Personalisation and accessibility: Broadcasters and cultural organisations are experimenting with AI to personalise content delivery and make media more accessible. Te Papa is using generative AI to create summaries for some of its collection items, so more can be shown to the public online.
Creative experimentation: Artists are using AI as a collaborator, feeding in their own data and experience to generate new works. One artist described compressing “three months of production into two weeks” by leveraging AI trained on their unique archive.
With New Zealand’s film and video games industries generating billions of dollars in export revenue each year, several speakers argued that AI could help New Zealand address chronic productivity challenges and open up new economic frontiers.
New Zealand has a well-documented productivity problem. “We suck at it to be blunt,” said Holly Knill, a former broadcasting executive who is currently completing a university thesis examining how New Zealand's businesses can use AI to improve productivity.
“I think [management consultant] Peter Drucker probably nailed it when he said that the best way to predict the future is to create it. What I'm looking at here today are some of the people who are more than capable of creating it,” Knill told the Summit.
“That will mean more people can create more futures, faster, better, smarter than they ever have before. Our next opportunity is to make a lot of money out of that. I'm pretty sure all governments will thank us for it.”
Several panellists noted that AI is fostering new forms of collaboration across disciplines, as teams work together to understand and harness its capabilities. AI is also unleashing creativity in people who may not have thought they were creative by making previously impossible creative endeavours more accessible. But the potential downsides loom large too.
Despite the optimism, participants were clear-eyed about the risks and challenges.
In journalism and public service, there are serious concerns about AI-generated “hallucinations” and misinformation. A public broadcasting executive said his organisation didn’t allow the use of generative AI to produce news articles because of concerns over hallucinations and misinformation.
There is anxiety that over-reliance on AI tools could erode foundational skills. Fears about job losses and changing roles were acknowledged, with many attendees employed in highly specialised technical roles in film and music production that are rapidly being automated.
The Summit’s speakers called for strong guardrails, especially around data privacy, copyright, and the use of indigenous and cultural content. An overriding theme from Lou Compagnone and several of the other speakers was that, even as AI advances, creativity remains uniquely human.
“AI can write poetry on patterns and conventions it’s learned from other poems, but it can’t feel inspired by something, or it can’t experience the spontaneous, unstoppable need to create, that we understand as inspiration.”

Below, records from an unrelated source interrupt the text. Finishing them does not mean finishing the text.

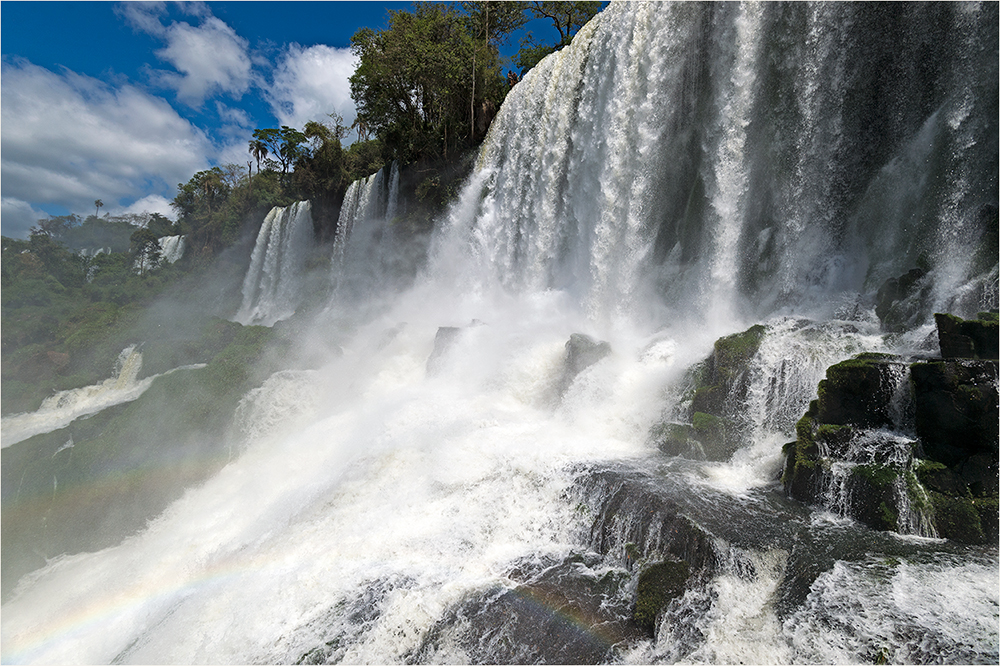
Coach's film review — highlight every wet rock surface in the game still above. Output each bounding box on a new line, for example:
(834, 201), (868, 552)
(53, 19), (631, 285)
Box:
(782, 315), (998, 543)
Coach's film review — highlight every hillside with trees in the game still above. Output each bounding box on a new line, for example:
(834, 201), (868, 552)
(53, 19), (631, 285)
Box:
(0, 1), (601, 414)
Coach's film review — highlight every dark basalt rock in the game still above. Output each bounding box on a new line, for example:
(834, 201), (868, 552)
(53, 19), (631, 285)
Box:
(650, 324), (767, 461)
(910, 361), (1000, 464)
(408, 553), (644, 664)
(782, 342), (1000, 543)
(635, 560), (691, 634)
(875, 268), (931, 333)
(817, 354), (906, 428)
(934, 312), (1000, 359)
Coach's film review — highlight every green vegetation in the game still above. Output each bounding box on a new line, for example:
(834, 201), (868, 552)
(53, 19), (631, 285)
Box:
(0, 2), (599, 414)
(634, 561), (690, 633)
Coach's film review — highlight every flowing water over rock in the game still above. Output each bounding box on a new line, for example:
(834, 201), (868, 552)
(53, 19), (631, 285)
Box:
(2, 3), (1000, 663)
(235, 201), (313, 326)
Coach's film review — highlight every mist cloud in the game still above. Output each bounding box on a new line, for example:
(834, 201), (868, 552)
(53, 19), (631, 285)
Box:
(119, 3), (252, 108)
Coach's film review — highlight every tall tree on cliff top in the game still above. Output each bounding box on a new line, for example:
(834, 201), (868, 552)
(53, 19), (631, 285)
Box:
(514, 0), (601, 74)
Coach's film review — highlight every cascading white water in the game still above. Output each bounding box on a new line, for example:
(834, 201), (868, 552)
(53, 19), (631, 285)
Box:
(234, 201), (312, 326)
(2, 3), (998, 663)
(331, 162), (399, 297)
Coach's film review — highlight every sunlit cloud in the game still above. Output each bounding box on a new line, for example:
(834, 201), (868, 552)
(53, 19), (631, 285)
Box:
(0, 60), (215, 233)
(0, 197), (48, 238)
(265, 44), (358, 129)
(118, 3), (251, 107)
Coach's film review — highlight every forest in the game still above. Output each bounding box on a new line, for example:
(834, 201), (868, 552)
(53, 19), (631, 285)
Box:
(0, 1), (602, 414)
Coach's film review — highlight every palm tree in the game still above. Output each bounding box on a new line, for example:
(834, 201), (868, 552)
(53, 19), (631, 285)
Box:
(250, 139), (267, 173)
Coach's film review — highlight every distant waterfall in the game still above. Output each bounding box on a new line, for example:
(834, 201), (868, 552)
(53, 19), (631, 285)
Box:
(159, 236), (184, 264)
(332, 162), (400, 294)
(0, 2), (1000, 664)
(0, 345), (203, 447)
(234, 201), (312, 326)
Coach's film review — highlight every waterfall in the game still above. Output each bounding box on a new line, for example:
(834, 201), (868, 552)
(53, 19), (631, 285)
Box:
(234, 201), (312, 326)
(332, 162), (399, 296)
(442, 4), (996, 326)
(2, 2), (1000, 663)
(0, 345), (201, 447)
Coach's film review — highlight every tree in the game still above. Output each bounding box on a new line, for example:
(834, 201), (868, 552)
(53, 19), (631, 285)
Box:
(462, 0), (527, 137)
(351, 3), (507, 162)
(128, 228), (160, 277)
(531, 0), (601, 48)
(250, 125), (308, 182)
(514, 0), (601, 75)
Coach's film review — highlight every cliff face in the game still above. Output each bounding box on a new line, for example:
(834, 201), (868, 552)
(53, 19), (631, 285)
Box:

The challenge is to “harness the complementary strengths of human and artificial intelligence to create something greater than either could achieve alone”.
Compagnone adds that part of managing the inherent risks of AI is that we view it as a tool that we can and should remain in control of, an idea that has also been discussed by researchers at Columbia University’s Knight First Amendment Institute. Organisations need to take an active approach to determining the role AI will play for their teams and in their operations and focusing on “putting AI to work”.
The consensus was that New Zealand’s creative industries are well-positioned to lead in this new era — if they remain curious, values-driven, and focused on amplifying what makes us human.
Compagnone had some advice for attendees bewildered by the rapid advance of AI into their industries: start experimenting with AI now.
“Rather than waiting for the perfect AI tool to help do this, actually just to dive into the current tools that are available and just start playing around with what they can do,” she advised.
“But I also think it's important to look at the future horizon as well, and stay across what is actually changing with AI.”